The Penn Museum’s Building Renovations and New Galleries Project—comprising the complete renovation of the historic Harrison and Coxe (Egyptian) Wings, opened in 1915 and 1926, respectively, and the reinstallation of the iconic galleries housing collections from the ancient Near East, Egypt, and Asia—will transform our landmark building into a dynamic destination, with over 35,000 square feet of reinstalled gallery space. This project—and its exciting implications for the Museum—has been detailed in the pages of Expedition before, as we share these exciting changes with our most loyal supporters.
Now, the project is becoming a reality. In late 2015, Penn and the Museum were pleased to engage Gluckman Tang Architects (New York City), to lead the team designing the Coxe and Harrison Wing Renovation component, and Haley Sharpe Design (Leicester, England), with interpretive planners Tim Gardom Associates (London, England), to work with the curatorial team for the Galleries of the Ancient Middle East on design and narrative development. Expedition Circle and Loren Eiseley Society members had an opportunity to see a preview of the design and a virtual tour of the object groups selected for those galleries at a special event in June 2016.
The following month, HSC Building & Construction Managers (Exton, PA) was selected to review schematic designs and advise on and oversee construction for the Coxe and Harrison Wing Renovation Project. We are pleased to now share the scope and timeline for this project, which is designed in three phases, the first to commence later this year with demolition beginning in November, and to conclude by spring 2019.

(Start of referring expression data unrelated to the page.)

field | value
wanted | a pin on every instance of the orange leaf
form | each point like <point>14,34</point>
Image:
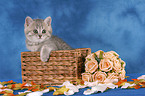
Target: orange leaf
<point>136,86</point>
<point>142,83</point>
<point>13,86</point>
<point>35,89</point>
<point>3,92</point>
<point>22,85</point>
<point>10,94</point>
<point>135,79</point>
<point>33,83</point>
<point>121,81</point>
<point>31,88</point>
<point>10,81</point>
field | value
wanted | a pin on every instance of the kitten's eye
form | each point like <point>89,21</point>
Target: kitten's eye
<point>43,31</point>
<point>35,31</point>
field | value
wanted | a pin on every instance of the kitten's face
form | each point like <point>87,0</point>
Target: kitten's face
<point>38,30</point>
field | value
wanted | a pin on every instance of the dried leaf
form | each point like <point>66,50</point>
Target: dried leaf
<point>136,86</point>
<point>52,88</point>
<point>80,82</point>
<point>61,91</point>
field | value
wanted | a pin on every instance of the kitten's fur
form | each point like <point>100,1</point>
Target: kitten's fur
<point>39,37</point>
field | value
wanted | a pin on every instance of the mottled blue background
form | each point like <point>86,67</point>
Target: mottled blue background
<point>98,24</point>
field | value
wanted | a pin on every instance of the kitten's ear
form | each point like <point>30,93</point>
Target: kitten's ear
<point>48,20</point>
<point>28,21</point>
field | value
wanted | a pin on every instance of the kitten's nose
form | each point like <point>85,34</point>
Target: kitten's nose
<point>40,36</point>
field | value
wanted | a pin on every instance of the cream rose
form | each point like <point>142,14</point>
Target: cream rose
<point>114,53</point>
<point>123,64</point>
<point>117,66</point>
<point>112,77</point>
<point>99,76</point>
<point>105,65</point>
<point>86,77</point>
<point>99,54</point>
<point>122,74</point>
<point>91,66</point>
<point>110,55</point>
<point>90,57</point>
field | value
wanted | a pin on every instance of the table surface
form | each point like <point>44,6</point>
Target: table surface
<point>110,92</point>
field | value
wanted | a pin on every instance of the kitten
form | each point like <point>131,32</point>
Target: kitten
<point>39,37</point>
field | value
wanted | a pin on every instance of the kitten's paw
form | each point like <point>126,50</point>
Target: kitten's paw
<point>44,53</point>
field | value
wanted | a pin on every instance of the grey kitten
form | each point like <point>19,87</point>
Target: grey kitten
<point>39,37</point>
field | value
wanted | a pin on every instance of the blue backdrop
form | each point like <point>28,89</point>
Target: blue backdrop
<point>106,25</point>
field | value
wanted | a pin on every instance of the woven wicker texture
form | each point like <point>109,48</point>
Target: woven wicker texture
<point>62,65</point>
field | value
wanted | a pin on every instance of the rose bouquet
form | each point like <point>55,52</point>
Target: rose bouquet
<point>104,67</point>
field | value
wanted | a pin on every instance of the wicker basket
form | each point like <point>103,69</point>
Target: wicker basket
<point>62,65</point>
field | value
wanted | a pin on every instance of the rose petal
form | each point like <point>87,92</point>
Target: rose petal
<point>141,77</point>
<point>128,85</point>
<point>38,93</point>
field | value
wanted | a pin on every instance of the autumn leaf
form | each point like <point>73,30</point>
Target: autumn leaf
<point>136,87</point>
<point>79,81</point>
<point>52,88</point>
<point>61,91</point>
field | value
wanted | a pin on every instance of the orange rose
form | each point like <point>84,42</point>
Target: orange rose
<point>105,65</point>
<point>86,77</point>
<point>100,76</point>
<point>90,57</point>
<point>91,66</point>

The Inaugural Phase Will Include:
- A complete renovation of the historic Harrison Auditorium and its adjoining lobby area and restrooms, which will be rendered level and fully ADA accessible;
- Additional ADA and visitor comfort improvements in the Harrison Wing including a new passenger elevator to all levels, and water fountains;
- The reopening of the original 1899 staircase inside the Main Kamin Entrance to the first floor level, providing access to the Harrison Auditorium (this new access route will also connect the CAAM and Conservation Labs directly to the Auditorium on the first floor level for the first time);
- The concurrent removal of the 1915 staircase dividing the Main Kamin Entrance area from the current Museum Shop, allowing the creation of a large new gallery;
- The transformation of the pathway from the Main Kamin Entrance to the Egyptian Galleries, which will be widened by several feet, installed with floor-to-ceiling windows on the courtyard side, and—for universal accessibility—leveled and directed to a new elevator to all Coxe (Egyptian) Wing floors;
- New restrooms on both gallery floors of the Coxe Wing.

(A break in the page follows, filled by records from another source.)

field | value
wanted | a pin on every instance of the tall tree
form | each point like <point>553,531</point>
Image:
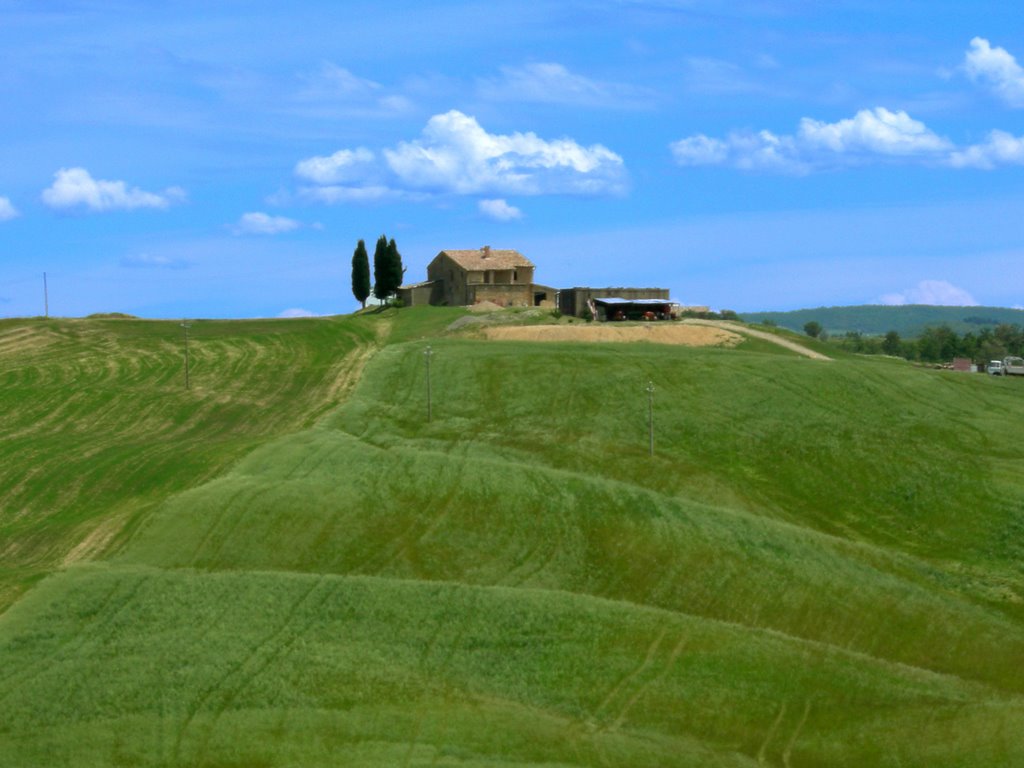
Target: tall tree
<point>382,281</point>
<point>360,273</point>
<point>395,270</point>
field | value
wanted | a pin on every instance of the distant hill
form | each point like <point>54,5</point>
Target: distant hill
<point>908,320</point>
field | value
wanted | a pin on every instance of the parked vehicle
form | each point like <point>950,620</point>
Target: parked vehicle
<point>1013,366</point>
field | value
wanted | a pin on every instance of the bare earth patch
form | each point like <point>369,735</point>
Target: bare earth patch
<point>692,336</point>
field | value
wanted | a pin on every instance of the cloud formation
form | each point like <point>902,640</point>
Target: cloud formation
<point>7,210</point>
<point>997,69</point>
<point>333,90</point>
<point>147,261</point>
<point>344,165</point>
<point>75,187</point>
<point>936,292</point>
<point>499,210</point>
<point>456,156</point>
<point>262,223</point>
<point>870,134</point>
<point>999,148</point>
<point>553,83</point>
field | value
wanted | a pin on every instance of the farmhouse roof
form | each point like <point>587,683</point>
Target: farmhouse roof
<point>478,259</point>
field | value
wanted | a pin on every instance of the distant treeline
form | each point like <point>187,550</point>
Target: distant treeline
<point>908,321</point>
<point>939,344</point>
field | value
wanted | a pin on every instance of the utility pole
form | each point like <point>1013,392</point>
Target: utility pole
<point>650,414</point>
<point>186,326</point>
<point>426,354</point>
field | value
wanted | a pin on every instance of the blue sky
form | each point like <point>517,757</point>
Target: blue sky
<point>218,160</point>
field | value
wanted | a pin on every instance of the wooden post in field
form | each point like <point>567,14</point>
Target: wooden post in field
<point>650,414</point>
<point>426,353</point>
<point>186,326</point>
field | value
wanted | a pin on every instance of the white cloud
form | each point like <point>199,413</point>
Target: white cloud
<point>717,77</point>
<point>997,69</point>
<point>700,150</point>
<point>7,210</point>
<point>761,151</point>
<point>147,261</point>
<point>342,166</point>
<point>876,130</point>
<point>76,186</point>
<point>936,292</point>
<point>870,133</point>
<point>999,148</point>
<point>333,90</point>
<point>262,223</point>
<point>339,194</point>
<point>455,155</point>
<point>499,210</point>
<point>553,83</point>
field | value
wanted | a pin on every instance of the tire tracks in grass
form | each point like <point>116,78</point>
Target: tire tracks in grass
<point>443,665</point>
<point>786,754</point>
<point>82,637</point>
<point>276,642</point>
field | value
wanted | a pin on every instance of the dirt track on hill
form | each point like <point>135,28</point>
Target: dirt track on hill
<point>692,333</point>
<point>691,336</point>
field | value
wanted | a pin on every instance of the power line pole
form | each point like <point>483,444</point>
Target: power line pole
<point>650,414</point>
<point>186,326</point>
<point>427,354</point>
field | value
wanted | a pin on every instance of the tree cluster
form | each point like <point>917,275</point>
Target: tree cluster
<point>941,344</point>
<point>387,273</point>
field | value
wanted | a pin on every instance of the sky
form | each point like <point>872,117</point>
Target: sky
<point>196,159</point>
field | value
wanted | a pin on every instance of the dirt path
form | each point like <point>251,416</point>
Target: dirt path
<point>693,333</point>
<point>741,329</point>
<point>657,333</point>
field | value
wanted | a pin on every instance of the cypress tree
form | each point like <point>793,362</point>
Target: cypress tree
<point>395,271</point>
<point>382,285</point>
<point>360,273</point>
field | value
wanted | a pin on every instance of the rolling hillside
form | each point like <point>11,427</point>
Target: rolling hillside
<point>289,564</point>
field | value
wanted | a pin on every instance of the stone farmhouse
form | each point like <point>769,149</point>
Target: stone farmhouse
<point>505,278</point>
<point>461,278</point>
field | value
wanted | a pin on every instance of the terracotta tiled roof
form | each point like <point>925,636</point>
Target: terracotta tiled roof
<point>478,259</point>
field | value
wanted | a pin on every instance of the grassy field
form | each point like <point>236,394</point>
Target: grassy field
<point>820,565</point>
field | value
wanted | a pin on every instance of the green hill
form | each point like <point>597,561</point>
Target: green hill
<point>289,565</point>
<point>908,321</point>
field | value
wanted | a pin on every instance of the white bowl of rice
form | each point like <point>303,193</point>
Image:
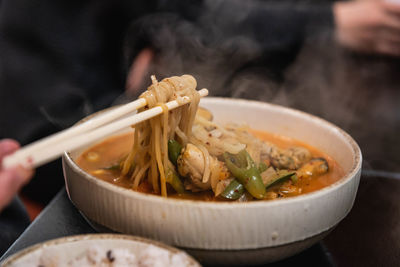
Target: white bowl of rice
<point>230,234</point>
<point>97,250</point>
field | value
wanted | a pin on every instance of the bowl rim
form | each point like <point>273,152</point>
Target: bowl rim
<point>347,177</point>
<point>84,237</point>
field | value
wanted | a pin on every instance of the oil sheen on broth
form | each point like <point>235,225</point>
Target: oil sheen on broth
<point>101,159</point>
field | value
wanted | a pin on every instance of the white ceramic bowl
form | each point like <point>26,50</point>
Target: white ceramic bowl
<point>65,249</point>
<point>254,232</point>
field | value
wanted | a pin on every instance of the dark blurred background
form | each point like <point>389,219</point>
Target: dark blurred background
<point>63,60</point>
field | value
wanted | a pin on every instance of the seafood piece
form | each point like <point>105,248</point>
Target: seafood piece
<point>191,164</point>
<point>291,158</point>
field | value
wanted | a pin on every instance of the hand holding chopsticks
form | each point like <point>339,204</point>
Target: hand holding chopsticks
<point>50,148</point>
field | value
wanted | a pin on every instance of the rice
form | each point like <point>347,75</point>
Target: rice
<point>97,256</point>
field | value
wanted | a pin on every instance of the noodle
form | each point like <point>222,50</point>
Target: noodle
<point>149,154</point>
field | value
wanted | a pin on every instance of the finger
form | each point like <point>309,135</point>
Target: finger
<point>391,22</point>
<point>392,6</point>
<point>7,146</point>
<point>389,35</point>
<point>11,180</point>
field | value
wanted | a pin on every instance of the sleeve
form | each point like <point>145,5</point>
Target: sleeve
<point>60,61</point>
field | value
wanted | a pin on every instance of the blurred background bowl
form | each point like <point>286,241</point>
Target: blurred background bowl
<point>65,249</point>
<point>256,232</point>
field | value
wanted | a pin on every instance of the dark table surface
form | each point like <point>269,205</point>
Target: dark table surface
<point>368,236</point>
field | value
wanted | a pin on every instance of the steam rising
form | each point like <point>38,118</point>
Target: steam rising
<point>358,93</point>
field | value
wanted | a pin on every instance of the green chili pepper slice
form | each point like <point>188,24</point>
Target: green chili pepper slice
<point>233,191</point>
<point>244,169</point>
<point>174,150</point>
<point>262,167</point>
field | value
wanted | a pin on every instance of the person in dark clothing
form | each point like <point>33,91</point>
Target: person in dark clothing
<point>63,60</point>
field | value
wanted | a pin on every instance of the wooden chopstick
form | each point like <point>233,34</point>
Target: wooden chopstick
<point>50,148</point>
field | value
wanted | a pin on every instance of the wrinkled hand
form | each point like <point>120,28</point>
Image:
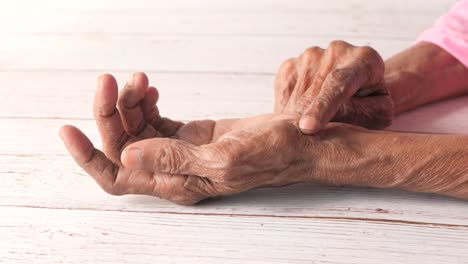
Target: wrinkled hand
<point>343,83</point>
<point>144,153</point>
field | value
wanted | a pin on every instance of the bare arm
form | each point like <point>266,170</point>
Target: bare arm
<point>413,162</point>
<point>423,74</point>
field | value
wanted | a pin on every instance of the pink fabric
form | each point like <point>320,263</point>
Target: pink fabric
<point>450,32</point>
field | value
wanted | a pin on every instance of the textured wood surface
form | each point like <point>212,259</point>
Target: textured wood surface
<point>209,59</point>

Because of the scope of the accessibility upgrades, we have shifted the opening of our new Galleries of the Ancient Middle East to April 2018 (from a previously reported date of fall 2017) as the timeline and location of demolition work in the Harrison Wing brings a risk of vibration and possible danger to the objects in proximity. With the same collections stewardship concerns, the Amarna: Egypt’s Place in the Sun and The Egyptian Mummy: Secrets and Science exhibitions will be de-installed in summer 2017 before the onset of demolition, and objects along the walls of both Egyptian Galleries closest to the Inaugural Phase construction zone will be secured in place behind a protective construction wall surrounding the entire scope of work. So, in fact, the Galleries of the Ancient Middle East will open alongside a construction wall: we hope members and visitors attending the opening events will pardon our appearance, and share our excitement at the new entrance experience taking shape behind it.

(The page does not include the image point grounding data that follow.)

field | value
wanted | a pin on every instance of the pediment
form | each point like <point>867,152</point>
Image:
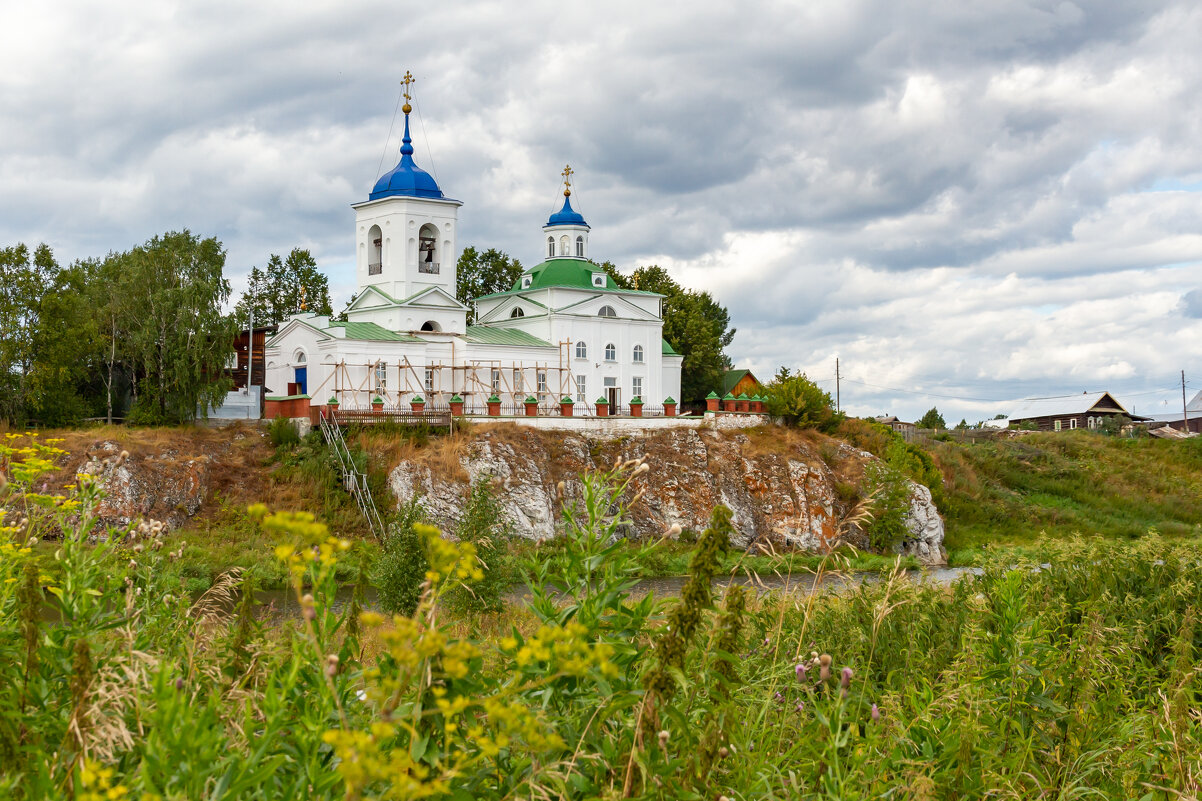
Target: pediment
<point>504,309</point>
<point>624,308</point>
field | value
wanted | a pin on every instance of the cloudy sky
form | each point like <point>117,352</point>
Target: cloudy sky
<point>965,203</point>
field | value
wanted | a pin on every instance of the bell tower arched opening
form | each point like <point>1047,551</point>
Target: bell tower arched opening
<point>375,250</point>
<point>428,249</point>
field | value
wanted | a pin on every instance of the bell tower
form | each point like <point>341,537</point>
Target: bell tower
<point>405,231</point>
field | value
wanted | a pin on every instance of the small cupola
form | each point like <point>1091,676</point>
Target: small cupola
<point>566,232</point>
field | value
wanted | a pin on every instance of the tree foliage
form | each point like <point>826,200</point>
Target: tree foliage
<point>799,402</point>
<point>280,290</point>
<point>483,273</point>
<point>695,325</point>
<point>932,420</point>
<point>147,324</point>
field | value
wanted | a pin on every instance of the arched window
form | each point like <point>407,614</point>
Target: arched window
<point>375,250</point>
<point>428,250</point>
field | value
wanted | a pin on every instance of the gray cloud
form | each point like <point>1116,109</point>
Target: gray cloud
<point>983,200</point>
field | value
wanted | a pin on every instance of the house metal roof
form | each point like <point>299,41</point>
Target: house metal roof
<point>1066,404</point>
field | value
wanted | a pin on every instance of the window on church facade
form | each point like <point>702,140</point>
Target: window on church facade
<point>427,249</point>
<point>375,250</point>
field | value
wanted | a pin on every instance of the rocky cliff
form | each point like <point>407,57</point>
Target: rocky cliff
<point>785,488</point>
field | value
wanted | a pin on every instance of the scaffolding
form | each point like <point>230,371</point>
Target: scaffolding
<point>356,385</point>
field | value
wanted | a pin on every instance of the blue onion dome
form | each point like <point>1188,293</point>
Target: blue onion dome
<point>566,215</point>
<point>406,179</point>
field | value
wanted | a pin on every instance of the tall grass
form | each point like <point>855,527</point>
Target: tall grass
<point>1069,675</point>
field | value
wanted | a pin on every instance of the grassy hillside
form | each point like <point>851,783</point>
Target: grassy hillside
<point>1009,491</point>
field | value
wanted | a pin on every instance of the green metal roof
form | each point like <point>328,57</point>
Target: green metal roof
<point>573,273</point>
<point>488,336</point>
<point>372,332</point>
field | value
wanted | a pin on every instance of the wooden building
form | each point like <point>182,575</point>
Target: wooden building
<point>738,383</point>
<point>1087,410</point>
<point>238,372</point>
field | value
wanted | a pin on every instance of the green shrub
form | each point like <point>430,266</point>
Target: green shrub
<point>400,569</point>
<point>890,491</point>
<point>801,402</point>
<point>283,433</point>
<point>483,526</point>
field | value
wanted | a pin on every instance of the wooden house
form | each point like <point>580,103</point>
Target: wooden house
<point>741,383</point>
<point>1088,410</point>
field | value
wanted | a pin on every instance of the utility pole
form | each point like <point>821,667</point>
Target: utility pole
<point>1185,414</point>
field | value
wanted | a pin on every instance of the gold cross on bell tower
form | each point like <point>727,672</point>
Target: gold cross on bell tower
<point>406,81</point>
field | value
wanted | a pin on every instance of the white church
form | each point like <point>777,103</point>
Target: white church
<point>564,330</point>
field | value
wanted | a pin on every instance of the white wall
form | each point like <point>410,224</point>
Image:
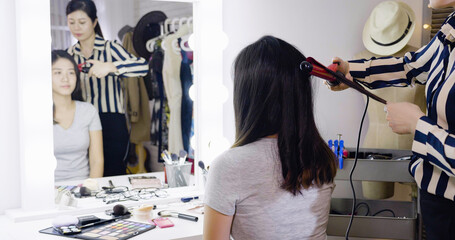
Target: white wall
<point>321,29</point>
<point>9,137</point>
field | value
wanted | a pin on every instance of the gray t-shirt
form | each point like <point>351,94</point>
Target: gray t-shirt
<point>71,145</point>
<point>245,182</point>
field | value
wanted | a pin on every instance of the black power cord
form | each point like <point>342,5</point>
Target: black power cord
<point>352,171</point>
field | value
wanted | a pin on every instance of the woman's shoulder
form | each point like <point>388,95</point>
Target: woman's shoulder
<point>248,154</point>
<point>86,107</point>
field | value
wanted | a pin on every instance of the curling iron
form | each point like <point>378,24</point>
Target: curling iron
<point>333,76</point>
<point>85,69</point>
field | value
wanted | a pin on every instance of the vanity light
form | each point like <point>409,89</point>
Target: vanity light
<point>191,41</point>
<point>223,39</point>
<point>193,142</point>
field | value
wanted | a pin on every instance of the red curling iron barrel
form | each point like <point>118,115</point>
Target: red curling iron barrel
<point>313,68</point>
<point>334,77</point>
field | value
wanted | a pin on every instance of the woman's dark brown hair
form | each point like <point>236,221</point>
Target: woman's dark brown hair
<point>272,96</point>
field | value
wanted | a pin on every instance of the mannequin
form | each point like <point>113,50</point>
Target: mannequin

Phase Two (pending funding) will proceed directly following Phase One and complete the renovation of the Coxe Wing, including the reinstallation of its Egyptian Galleries with the palace of the Pharaoh Merenptah at full height in the upper floor, alongside two new side galleries showcasing our significant collections from ancient Nubia (in modern-day southern Egypt and Sudan). This phase will also include new, fully climate-controlled storerooms for the Egyptian Collection. Phase Three will complete the renovation of Pepper Hall and the Museum’s iconic Rotunda, as well as the installation of new galleries of Buddhism and the History of China.
We continue to work in close coordination with the leadership of Penn Medicine as the construction of their New Patient Pavilion goes forward immediately to our south. This construction project will create a major new landscaped walkway between the Museum and the New Patient Pavilion. Collaboration with the design team of the New Patient Pavilion has established the possibility of a new garden and event space at the Harrison Auditorium entrance, as envisioned in the preliminary rendering above left.
The largest building renovation in our history, the Building Transformation project will improve the accessibility of our historic galleries, while the reinstallation of touchstone galleries will provide new interpretations of many of our remarkable collections—a key feature in a Museum that is constantly exploring new stories and dimensions about the past. We thank you, our members, for your continued loyal support as we commence a multi-year construction period, and we look forward to keeping you updated on our progress through these pages in the months and years to come, and offering you a first glimpse of the exciting new galleries and renovated areas as they come online.